If Scotland have been looking to re-invent themselves through motivational gurus then selection has been conservative and restricted to one change with the recall of Nick De Luca after a late injury withdrawal in Ireland. And, maybe having a totem like De Luca around is what is really needed?
After all, the Edinburgh centre scored his only Test try so far in the corresponding fixture a year ago while in the World Cup warm-up encounter between the teams last August he gained man-of-the-match honours.
One thing the 32 times capped De Luca has never had is a wooden spoon and he is determined to maintain that record.
“Dropping out after aggravating my hamstring in the warm up for the Irish game was one of the toughest calls I’ve ever had to make in rugby.
“It was a really weird feeling, emotional and bizarre but we aren’t where we want to be as a team and I have to try to help change that.
“I do enjoy playing Italy because of the passion they bring,” says De Luca in singling out a particular threat as being the No. 8 and captain, Sergio Parisse.
“Parisse is quality and he is playing well. His aerial threat is something we have looked at and across the board they are physically powerful.
“Italy have matched better teams than us over the past few weeks up until the last half hour and we have to be aware of that.”
Amplifying De Luca’s warning prop Geoff Cross says: “The biggest threat is Parisse. He chases kicks, he carries ball and there are no shortage of other big, brave Italian runners.”
There is, however, one other feature of Parisse’s repertoire which – almost uniquely for a forward – saw him land a drop goal against Scotland at Murrayfield and in a match possibly too close to call it could take a flash of inspiration from a player on either side to decide the outcome at the 73,000 capacity Olympic Stadium.

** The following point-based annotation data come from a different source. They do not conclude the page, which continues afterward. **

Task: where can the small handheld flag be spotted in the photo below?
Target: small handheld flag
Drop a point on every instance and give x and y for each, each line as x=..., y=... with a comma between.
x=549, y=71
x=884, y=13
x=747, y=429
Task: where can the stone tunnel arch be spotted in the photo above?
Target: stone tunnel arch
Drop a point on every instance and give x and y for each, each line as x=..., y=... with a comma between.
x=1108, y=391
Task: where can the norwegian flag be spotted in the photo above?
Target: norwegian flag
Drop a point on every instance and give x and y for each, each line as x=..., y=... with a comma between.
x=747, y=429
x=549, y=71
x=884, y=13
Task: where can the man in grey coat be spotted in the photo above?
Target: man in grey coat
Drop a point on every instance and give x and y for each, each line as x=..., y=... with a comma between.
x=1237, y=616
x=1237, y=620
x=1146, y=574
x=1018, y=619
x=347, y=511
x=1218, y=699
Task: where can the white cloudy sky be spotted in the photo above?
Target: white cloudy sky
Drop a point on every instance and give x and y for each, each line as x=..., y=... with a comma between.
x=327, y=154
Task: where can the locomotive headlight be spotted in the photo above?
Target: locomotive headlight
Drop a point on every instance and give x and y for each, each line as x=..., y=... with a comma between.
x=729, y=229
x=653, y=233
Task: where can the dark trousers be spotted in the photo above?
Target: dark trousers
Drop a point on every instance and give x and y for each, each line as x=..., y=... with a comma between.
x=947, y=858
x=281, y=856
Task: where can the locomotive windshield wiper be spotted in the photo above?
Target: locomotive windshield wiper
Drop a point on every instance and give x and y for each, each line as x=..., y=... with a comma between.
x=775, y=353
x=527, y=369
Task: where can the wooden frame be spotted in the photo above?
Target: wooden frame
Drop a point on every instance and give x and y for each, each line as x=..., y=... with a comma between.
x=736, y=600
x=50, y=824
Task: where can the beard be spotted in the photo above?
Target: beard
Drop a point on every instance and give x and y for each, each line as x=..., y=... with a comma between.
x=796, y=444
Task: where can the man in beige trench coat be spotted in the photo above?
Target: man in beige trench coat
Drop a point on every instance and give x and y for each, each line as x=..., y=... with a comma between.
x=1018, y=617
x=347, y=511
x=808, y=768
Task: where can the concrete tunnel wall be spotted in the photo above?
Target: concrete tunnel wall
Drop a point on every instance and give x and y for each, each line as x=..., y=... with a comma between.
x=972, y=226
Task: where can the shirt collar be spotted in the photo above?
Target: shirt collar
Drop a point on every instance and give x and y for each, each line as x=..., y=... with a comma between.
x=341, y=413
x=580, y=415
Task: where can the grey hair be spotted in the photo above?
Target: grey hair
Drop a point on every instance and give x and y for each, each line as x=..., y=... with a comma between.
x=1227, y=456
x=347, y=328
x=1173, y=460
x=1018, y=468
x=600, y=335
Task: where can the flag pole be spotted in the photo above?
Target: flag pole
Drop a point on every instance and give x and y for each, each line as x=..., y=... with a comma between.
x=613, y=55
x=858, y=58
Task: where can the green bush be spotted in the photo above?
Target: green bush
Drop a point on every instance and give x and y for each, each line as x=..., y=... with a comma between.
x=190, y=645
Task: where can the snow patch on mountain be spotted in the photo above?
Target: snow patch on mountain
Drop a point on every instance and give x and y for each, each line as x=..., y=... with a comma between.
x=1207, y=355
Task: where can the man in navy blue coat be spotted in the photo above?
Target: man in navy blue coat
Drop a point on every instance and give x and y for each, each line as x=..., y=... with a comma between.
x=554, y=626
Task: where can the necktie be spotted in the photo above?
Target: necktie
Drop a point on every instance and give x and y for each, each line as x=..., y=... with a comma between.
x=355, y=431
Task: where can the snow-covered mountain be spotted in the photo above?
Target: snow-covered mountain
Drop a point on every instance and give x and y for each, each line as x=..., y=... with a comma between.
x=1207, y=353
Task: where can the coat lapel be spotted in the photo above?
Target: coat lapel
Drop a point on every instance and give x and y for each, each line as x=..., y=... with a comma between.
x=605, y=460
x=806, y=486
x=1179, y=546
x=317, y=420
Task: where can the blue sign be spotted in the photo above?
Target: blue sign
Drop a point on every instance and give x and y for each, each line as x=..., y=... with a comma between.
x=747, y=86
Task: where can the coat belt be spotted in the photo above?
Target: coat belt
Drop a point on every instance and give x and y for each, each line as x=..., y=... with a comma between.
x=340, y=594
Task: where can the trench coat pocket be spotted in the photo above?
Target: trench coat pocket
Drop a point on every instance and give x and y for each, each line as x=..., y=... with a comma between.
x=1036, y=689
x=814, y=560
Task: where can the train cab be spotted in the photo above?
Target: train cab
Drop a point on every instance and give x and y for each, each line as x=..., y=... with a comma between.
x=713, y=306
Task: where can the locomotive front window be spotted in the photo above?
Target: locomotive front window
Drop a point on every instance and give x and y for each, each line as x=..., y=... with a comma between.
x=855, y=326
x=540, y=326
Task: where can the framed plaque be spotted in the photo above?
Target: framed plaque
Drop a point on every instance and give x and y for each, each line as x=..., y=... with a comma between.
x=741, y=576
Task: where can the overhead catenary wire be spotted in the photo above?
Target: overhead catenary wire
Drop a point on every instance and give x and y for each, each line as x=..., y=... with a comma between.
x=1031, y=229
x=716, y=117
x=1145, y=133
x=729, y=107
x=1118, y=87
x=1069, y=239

As always, though, this is a clash targeted by Italy as their most winnable and expressed by scrum half Edoardo Gori, who says: “The second half will be key and we must be at the top of our game in that period.
“We’ve lost all our games so far so we have to show something to the fans as well as to ourselves.
“The best way to approach it is to put them under pressure and get points on the board quickly, when they’re under pressure we then need to put them in a corner and leave them there.
“At the beginning of the Six Nations we had our eyes on this game.”